To keep Ontarians healthy this flu season and prevent unnecessary visits to the hospital during the fourth wave of COVID-19, the Ontario government is launching one of the largest flu immunization campaigns in the province’s history, with the flu shot available to all Ontarians starting in November.
Last year, uptake of the flu vaccine by Ontarians was the highest in recent history.
Building on this success, Ontario is investing over $89 million this year to purchase over 7.6 million flu vaccine doses, which is 1.4 million more doses than last year. This includes a total of 1.8 million doses specifically for seniors. To protect the most vulnerable, flu shots are now available for seniors and others most at risk for complications from the flu. Starting in November, the flu shot will be available for all Ontarians through doctor and nurse practitioner offices, participating pharmacies, and public health units. To further improve access and convenience to the flu shot and based on demand in recent years, pharmacies will receive approximately 40 per cent of the allocated doses, up from 36 per cent last year.
The flu vaccine is offered free of charge to anyone over the age of six months who either lives, works, or goes to school in Ontario. The National Advisory Committee on Immunization (NACI) now recommends that COVID-19 vaccines may be given at the same time as the flu vaccine.
The flu shot is especially important for children under five, people who are pregnant and those 65 years and older who are at higher risk of hospitalization and flu-related complications, such as pneumonia, heart attack or, in some cases, death. Symptoms of the flu can include fever, cough, muscle aches, sore throat, headache and tiredness. If you or your children develop flu symptoms, contact your primary care provider.
Some symptoms of COVID-19 are similar to the flu and it may be hard to tell the difference between them based on symptoms alone.

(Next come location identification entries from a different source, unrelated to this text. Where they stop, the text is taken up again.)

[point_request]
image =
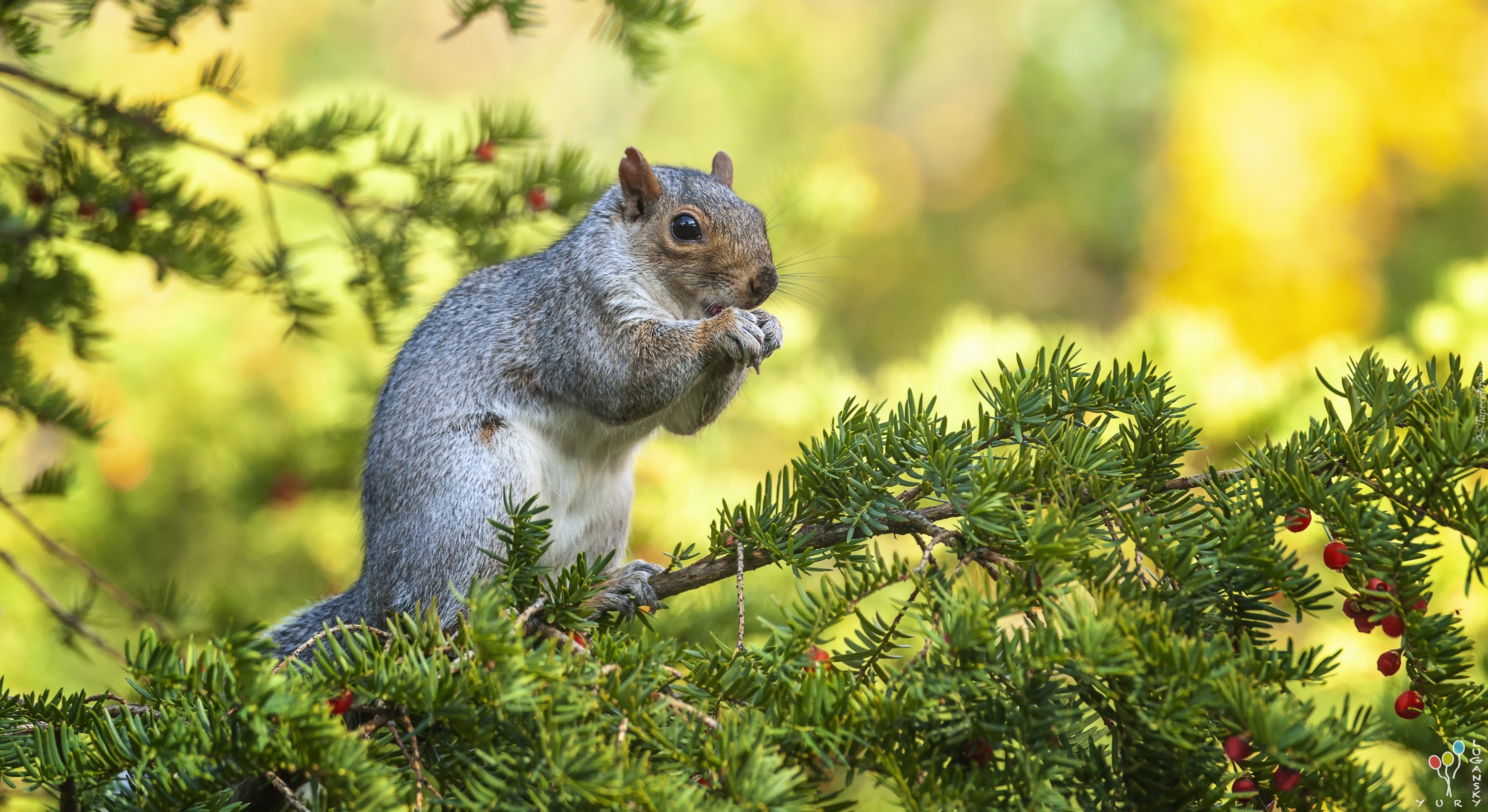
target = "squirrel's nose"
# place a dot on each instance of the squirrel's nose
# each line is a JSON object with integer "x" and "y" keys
{"x": 764, "y": 283}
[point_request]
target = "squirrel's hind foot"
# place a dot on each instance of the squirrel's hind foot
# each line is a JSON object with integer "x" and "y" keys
{"x": 628, "y": 589}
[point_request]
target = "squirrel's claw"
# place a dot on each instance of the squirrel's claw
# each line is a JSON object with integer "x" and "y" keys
{"x": 628, "y": 589}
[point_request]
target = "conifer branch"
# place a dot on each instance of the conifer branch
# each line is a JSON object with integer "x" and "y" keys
{"x": 289, "y": 795}
{"x": 59, "y": 610}
{"x": 713, "y": 570}
{"x": 57, "y": 549}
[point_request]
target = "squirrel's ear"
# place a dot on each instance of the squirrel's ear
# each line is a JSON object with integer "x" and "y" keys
{"x": 724, "y": 169}
{"x": 637, "y": 183}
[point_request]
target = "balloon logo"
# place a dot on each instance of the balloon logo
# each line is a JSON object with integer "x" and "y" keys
{"x": 1444, "y": 765}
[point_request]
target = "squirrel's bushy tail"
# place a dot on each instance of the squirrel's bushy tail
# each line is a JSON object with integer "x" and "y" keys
{"x": 309, "y": 622}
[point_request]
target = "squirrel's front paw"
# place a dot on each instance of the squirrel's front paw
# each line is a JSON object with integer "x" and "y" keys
{"x": 774, "y": 337}
{"x": 628, "y": 589}
{"x": 742, "y": 341}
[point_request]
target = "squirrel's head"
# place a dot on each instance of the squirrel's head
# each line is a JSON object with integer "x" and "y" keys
{"x": 706, "y": 244}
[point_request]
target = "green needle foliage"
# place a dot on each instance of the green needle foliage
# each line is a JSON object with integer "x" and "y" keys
{"x": 106, "y": 170}
{"x": 1084, "y": 631}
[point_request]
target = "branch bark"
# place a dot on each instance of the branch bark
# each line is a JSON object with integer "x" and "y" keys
{"x": 712, "y": 570}
{"x": 57, "y": 609}
{"x": 819, "y": 537}
{"x": 56, "y": 548}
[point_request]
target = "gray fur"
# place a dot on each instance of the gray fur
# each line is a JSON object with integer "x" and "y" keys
{"x": 544, "y": 375}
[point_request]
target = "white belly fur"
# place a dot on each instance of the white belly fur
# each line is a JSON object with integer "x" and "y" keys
{"x": 582, "y": 470}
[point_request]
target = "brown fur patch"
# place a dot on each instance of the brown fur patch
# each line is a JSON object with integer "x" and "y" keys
{"x": 490, "y": 424}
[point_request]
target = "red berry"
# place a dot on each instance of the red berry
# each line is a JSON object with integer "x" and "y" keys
{"x": 978, "y": 752}
{"x": 1410, "y": 705}
{"x": 1237, "y": 749}
{"x": 1335, "y": 555}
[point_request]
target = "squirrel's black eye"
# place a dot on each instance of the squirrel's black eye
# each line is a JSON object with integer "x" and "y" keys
{"x": 686, "y": 228}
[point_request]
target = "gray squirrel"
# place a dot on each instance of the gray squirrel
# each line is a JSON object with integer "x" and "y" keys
{"x": 544, "y": 377}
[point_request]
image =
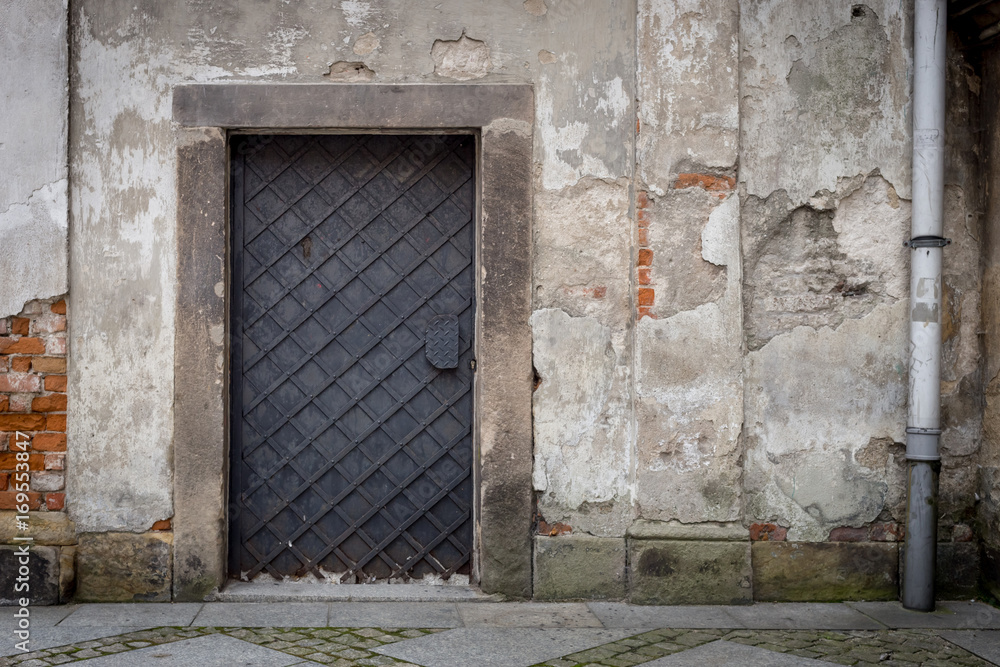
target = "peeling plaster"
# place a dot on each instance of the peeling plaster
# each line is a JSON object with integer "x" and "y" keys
{"x": 822, "y": 94}
{"x": 579, "y": 420}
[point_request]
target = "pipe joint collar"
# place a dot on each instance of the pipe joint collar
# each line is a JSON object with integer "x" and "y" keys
{"x": 922, "y": 444}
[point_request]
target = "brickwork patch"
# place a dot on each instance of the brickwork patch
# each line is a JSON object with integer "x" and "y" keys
{"x": 33, "y": 401}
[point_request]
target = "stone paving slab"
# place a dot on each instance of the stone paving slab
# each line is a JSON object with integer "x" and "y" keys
{"x": 279, "y": 591}
{"x": 947, "y": 616}
{"x": 720, "y": 653}
{"x": 40, "y": 616}
{"x": 394, "y": 615}
{"x": 263, "y": 615}
{"x": 498, "y": 647}
{"x": 50, "y": 637}
{"x": 984, "y": 643}
{"x": 208, "y": 651}
{"x": 528, "y": 615}
{"x": 143, "y": 615}
{"x": 803, "y": 616}
{"x": 621, "y": 615}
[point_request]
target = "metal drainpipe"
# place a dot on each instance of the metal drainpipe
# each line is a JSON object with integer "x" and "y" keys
{"x": 923, "y": 429}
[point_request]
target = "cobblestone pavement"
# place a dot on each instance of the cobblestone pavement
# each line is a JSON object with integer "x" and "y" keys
{"x": 343, "y": 647}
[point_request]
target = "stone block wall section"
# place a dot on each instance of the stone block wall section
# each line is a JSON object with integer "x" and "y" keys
{"x": 33, "y": 403}
{"x": 672, "y": 563}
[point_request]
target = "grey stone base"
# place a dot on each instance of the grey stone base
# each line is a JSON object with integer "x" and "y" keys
{"x": 124, "y": 567}
{"x": 825, "y": 571}
{"x": 43, "y": 577}
{"x": 957, "y": 570}
{"x": 689, "y": 572}
{"x": 989, "y": 572}
{"x": 579, "y": 567}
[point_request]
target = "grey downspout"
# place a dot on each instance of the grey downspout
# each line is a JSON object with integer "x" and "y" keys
{"x": 923, "y": 429}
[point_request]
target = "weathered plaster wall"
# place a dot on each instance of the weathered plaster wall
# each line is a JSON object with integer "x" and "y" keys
{"x": 689, "y": 346}
{"x": 721, "y": 196}
{"x": 578, "y": 54}
{"x": 824, "y": 179}
{"x": 989, "y": 456}
{"x": 33, "y": 92}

Take the COVID-19 self-assessment at this link https://covid-19.ontario.ca/self-assessment/ to help you determine if you need to get tested and for guidance on next steps. To help stop the spread this fall, Ontarians should continue to follow COVID-19 public health measures and advice in public settings, including wearing a face covering indoors, frequent handwashing, and maintaining physical distance from those outside their household.